The South's most promising footballers will be given a direct pathway to a professional career when an English club establishes a development centre in Dunedin.
Burnley Football Club is to introduce the centre, probably by April, as part of its Australasian Academy structure.
It will provide talented young players (ages 6 to 16) an opportunity to get top coaching and potentially, if they are good enough, earn a professional contract.
The centre will not be in brick-and-mortar form but will effectively be a top-class coaching programme.
Burnley academy representatives will be in Dunedin within weeks to look at players, make presentations to parents and scout a potential venue for the centre.

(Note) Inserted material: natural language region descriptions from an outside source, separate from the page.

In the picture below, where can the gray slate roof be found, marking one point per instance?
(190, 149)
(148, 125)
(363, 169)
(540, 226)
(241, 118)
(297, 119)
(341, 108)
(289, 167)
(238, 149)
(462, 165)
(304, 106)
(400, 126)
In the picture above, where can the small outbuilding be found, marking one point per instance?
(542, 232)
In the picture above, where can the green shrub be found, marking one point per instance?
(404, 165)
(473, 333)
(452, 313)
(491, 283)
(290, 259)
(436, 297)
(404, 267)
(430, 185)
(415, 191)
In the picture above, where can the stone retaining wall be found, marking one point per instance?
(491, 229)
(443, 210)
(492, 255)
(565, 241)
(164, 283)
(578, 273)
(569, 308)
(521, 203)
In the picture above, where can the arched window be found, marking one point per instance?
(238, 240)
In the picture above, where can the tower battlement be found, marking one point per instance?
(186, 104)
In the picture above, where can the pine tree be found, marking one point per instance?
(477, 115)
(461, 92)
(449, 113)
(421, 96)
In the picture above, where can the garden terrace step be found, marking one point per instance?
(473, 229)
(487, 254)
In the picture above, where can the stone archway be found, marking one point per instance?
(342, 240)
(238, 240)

Footballsouth will have no direct involvement but Burnley will forge a link with a local club, which will provide a training ground. Burnley will contract coaches, both locally and from further afield, and provide training equipment.
Entry into the development centre will cost $660 per training phase - the first is April to September, and the second October to March - though acceptance will also depend on ability.

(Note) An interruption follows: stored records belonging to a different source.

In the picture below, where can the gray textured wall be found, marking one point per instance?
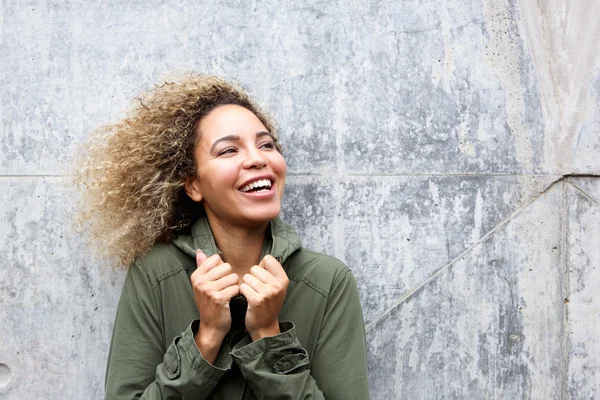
(432, 146)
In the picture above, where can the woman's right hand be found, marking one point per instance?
(214, 285)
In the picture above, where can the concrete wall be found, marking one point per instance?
(447, 151)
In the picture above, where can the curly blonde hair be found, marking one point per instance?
(133, 172)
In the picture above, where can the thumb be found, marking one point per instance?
(200, 257)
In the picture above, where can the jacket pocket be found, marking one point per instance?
(172, 360)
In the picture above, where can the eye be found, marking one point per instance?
(228, 150)
(267, 145)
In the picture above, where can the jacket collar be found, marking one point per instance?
(285, 241)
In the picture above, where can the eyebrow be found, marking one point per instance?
(234, 138)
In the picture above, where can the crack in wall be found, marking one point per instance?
(402, 299)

Players will be kitted out in Burnley's claret gear and receive either two (in season) or three (out of season) training sessions every week for 45 weeks, plus game analysis programmes.
If the Dunedin development centre goes well, it could be upgraded to a full academy (ages 11 to 18).

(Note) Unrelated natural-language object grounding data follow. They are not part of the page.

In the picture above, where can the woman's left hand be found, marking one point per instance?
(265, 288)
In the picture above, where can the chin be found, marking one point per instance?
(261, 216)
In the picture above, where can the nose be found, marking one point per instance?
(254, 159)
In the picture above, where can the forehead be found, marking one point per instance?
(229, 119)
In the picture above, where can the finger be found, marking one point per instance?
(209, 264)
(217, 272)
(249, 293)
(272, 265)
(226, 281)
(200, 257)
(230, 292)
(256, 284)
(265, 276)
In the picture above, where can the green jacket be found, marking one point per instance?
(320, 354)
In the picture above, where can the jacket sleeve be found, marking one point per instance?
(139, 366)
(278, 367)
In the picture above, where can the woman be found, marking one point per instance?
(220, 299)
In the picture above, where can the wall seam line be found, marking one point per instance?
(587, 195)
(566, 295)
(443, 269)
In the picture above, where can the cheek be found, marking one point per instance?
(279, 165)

Burnley might not be in the same financial league as Manchester City or Chelsea but it is a well-resourced club keen to spread its scouting net.
It will have first call on any talented prospect to emerge from the Dunedin development centre.
Burnley, based in the town of the same name about 35km north of Manchester, was in the English Premier League as recently as 2009-10, for a one-season spell after 33 years out of the top flight. It is presently eighth in the second-tier Championship.
The club already has a strong Otago connection. Cameron Howieson, the 18-year-old former Mosgiel midfielder, is contracted to Burnley. He has made a handful of senior appearances, helped the youth side beat Manchester United in the FA Cup, and played at the Olympics and for the All Whites last year.
Former Mosgiel and Otago United defender Matt Brook works for Burnley's major academy base in Perth.
As well as setting up in Dunedin, Burnley will establish development centres in Christchurch. That city also has the Asia Pacific Football Academy, run with Chelsea Football Club, which helped develop Howieson.